The growing popularity of the master limited partnership (MLP) business structure is proving beneficial as the natural gas industry struggles to expand infrastructure, but another trend — a shortage of skilled workers — could present major problems in the near future, panelists told FERC.
During the Federal Energy Regulatory Commission’s (FERC) State of the Natural Gas Industry Conference in Washington, DC, last week the panel warned that a labor shortage in pipeline construction and throughout the natural gas industry is already raising costs and could cause more serious problems in the future. According to Interlance Consulting Inc. president Brad Kamph, the shortage of skilled workers “is a critical issue” and attrition — much of it employees moving between competing companies — is costing the industry $575 million annually.
“What we’re finding is most of the managers we’re talking to, most of the mid-level management of the organizations are feeling that…if it’s not already having an impact, [it] will have a major impact on their business operations in the next two years,” Kamph said.
According to Kamph, the industry needs to attract as many as 9,000 new workers every year. While trained welders on pipeline projects can make $70 an hour, they often cite opportunities for better compensation elsewhere or boredom as reasons they leave those jobs.
“Skilled workers are in high demand and short supply,” said Spectra Energy Transmission CEO Martha Wyrsch. “Pipeline contractors are also experiencing a labor shortage and high demand for their services has resulted in labor construction cost increases ranging from 30-35% over the past three years due in part to lower productivity of the new workers.” Lower productivity could lead to missed deadlines and other delays, resulting in fewer projects being completed. And the escalating cost of the projects is resulting in delays as well.

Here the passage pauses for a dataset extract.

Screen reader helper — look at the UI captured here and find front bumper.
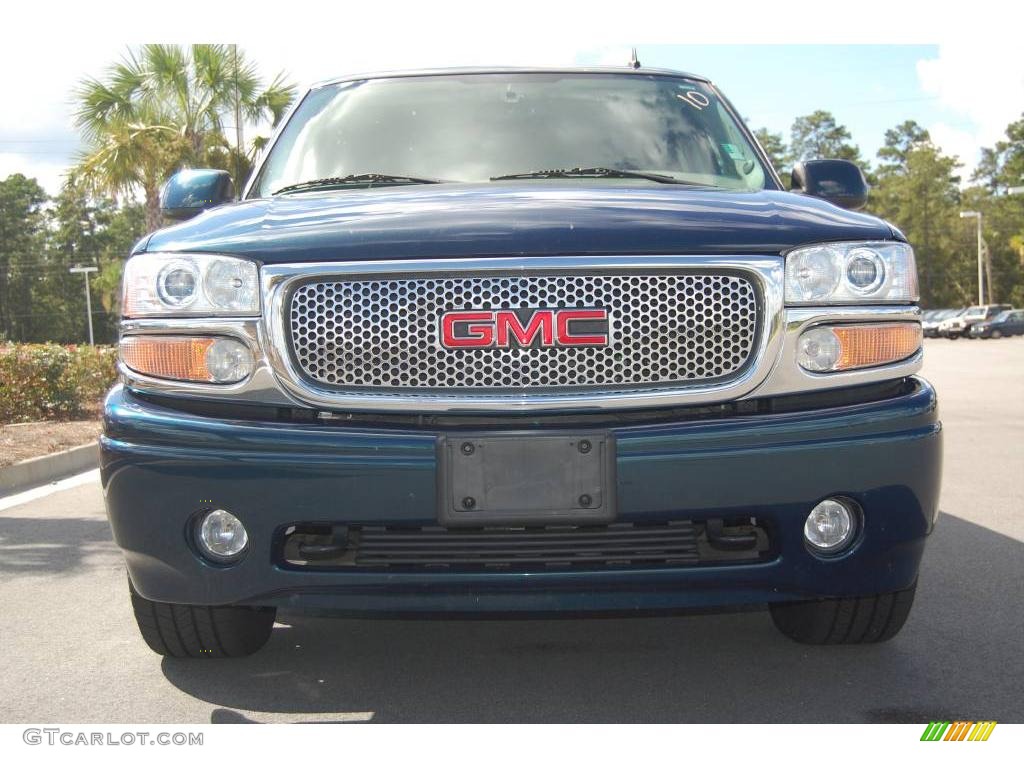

“Today’s construction market is extremely tight, from a project developers perspective. The cost of pipe, valves, fittings and other parts has risen by over 20% in the last three years. To assure availability of pipe and compressors, we are placing orders far earlier than we have in the past and certainly prior to obtaining regulatory approvals. In 2005 we could order pipe approximately six months before the desired delivery date. In 2007 the lead time is 12 months,” Wyrsch said.
Scott Parker, president of Kinder Morgan’s natural gas pipelines sector, said escalating labor and equipment costs have construction contractors refusing to lock in costs or share the risks on construction costs.
According to Wyrsch, employees are looking for more from companies than just a competitive salary.
“They care a lot about whether your company cares about the environment, whether your company is involved in the communities in which they’re living and working, whether or not they allow employees to speak their minds freely and be open and not fear retaliation,” she said. “It’s not terribly sexy to say that you’re in the natural gas business, and in fact many think that it’s a dirty business..I think that as an industry we owe it to ourselves to get the story out there that we are in fact very clean, we care about the environment, we want to build communities for the long term.”
Sam Brothwell, managing director for equity research at Wachovia Securities, said the industry has benefited greatly from the use of MLPs to help finance infrastructure projects.
“I think this, importantly, has given the pipeline industry at a critical juncture a powerful new source of capital at a time when investment is clearly needed,” Brothwell told the commissioners.
Parker also praised MLPs, saying they are pursuing much of the new infrastructure now under development.
“The MLP structure provides the developer a level of assurance that they can economically obtain the required capital and significant financial resources needed to develop these projects,” Parker said. “MLPs are also doing an excellent job operating much of the existing pipeline infrastructure. The Commission should continue to allow developers the flexibility to choose the corporate structure they need to develop and operate these pipelines and not in some way limit or impact the viability of the MLP structure.”
Because natural gas is a domestic resource, continues to be found in abundant supply and is relatively inexpensive it remains attractive to investors, Brothwell said. Investors have been encouraged by the industry’s strong growth and risk-adjusted returns on capital, “underpinned by the reasoned, forward-looking and apolitical regulation I think has characterized this agency for many years,” he said.
“In that realm I would urge the Commission to stay the course. Capital does need to flow to connect America’s consumers with new sources of natural gas, whether we’re talking about LNG [liquefied natural gas], Rockies gas, shale gas and so forth, the capital is flowing today and I think it will continue to do so if the current risk-reward relationship is maintained.”
Investors do have some concerns, Brothwell said, including election year worries about politics and regulation and a general downward trend in recent state rate orders.